I went against my usual precautionary nature, taking the exam early with several others at the urging of the Instructor. I know that I passed, but also got several wrong. Usually, I would study so as to get a perfect score. Strangely enough, I just wanted to be done with the course so that I would have this weekend free.
I don't know whether this change in attitude is good or not, but I feel elated to not have the millstone around my neck.
The large voice of the old me was saying to study and get a perfect score. The small voice within was saying for me to get it over with and not worry about perfection. I chose to listen to the voice that would bring me peace of mind.
At the district meeting today, I ended my term as GR for my home group. I am glad to have served but also glad to turn over this service to others. The large voice of the old me says, "Stick around and do something else at the administrative level." The small voice tells me that being involved in the administration of an organization will not enhance my serenity.
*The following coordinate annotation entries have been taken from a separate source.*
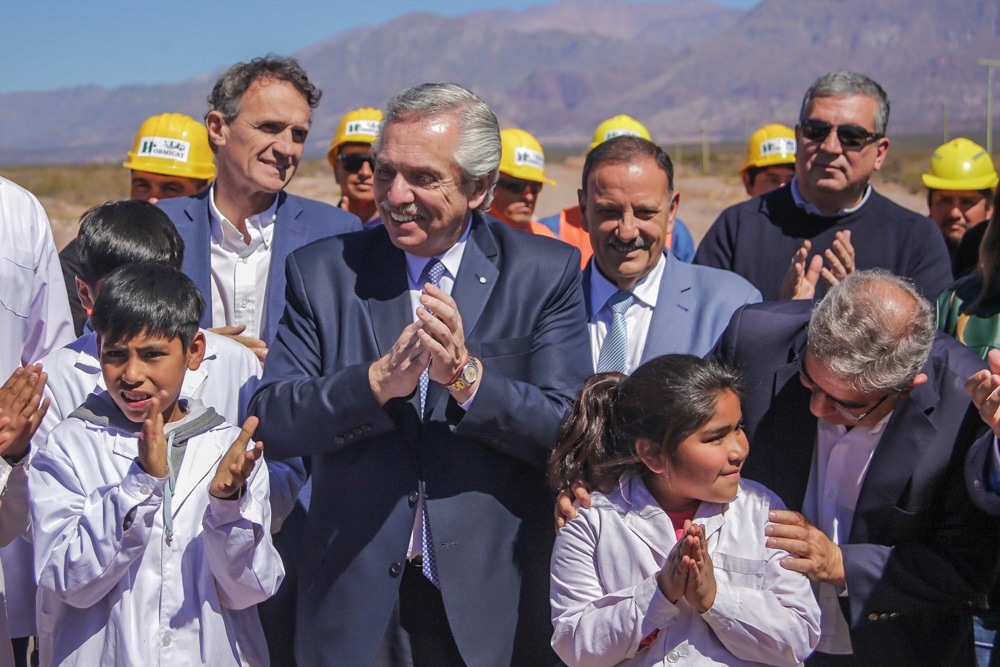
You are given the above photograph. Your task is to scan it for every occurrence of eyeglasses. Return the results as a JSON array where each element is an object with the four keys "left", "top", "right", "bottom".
[
  {"left": 799, "top": 354, "right": 893, "bottom": 424},
  {"left": 799, "top": 119, "right": 885, "bottom": 148},
  {"left": 337, "top": 153, "right": 375, "bottom": 174},
  {"left": 497, "top": 178, "right": 542, "bottom": 197}
]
I have done that kind of work in my career and inevitably ego and self-will come out.
I believe that the small voice within is that of my Higher Power. It is a voice that I have ignored for much of my life in favor of the booming ego telling me that I can handle all difficulties, that I am strong, and that I can make things better by sheer force of will.
I am glad to be able to let go of perfection, stop trying to solve all problems, and quit denying myself the things that bring me joy. That is a big revelation.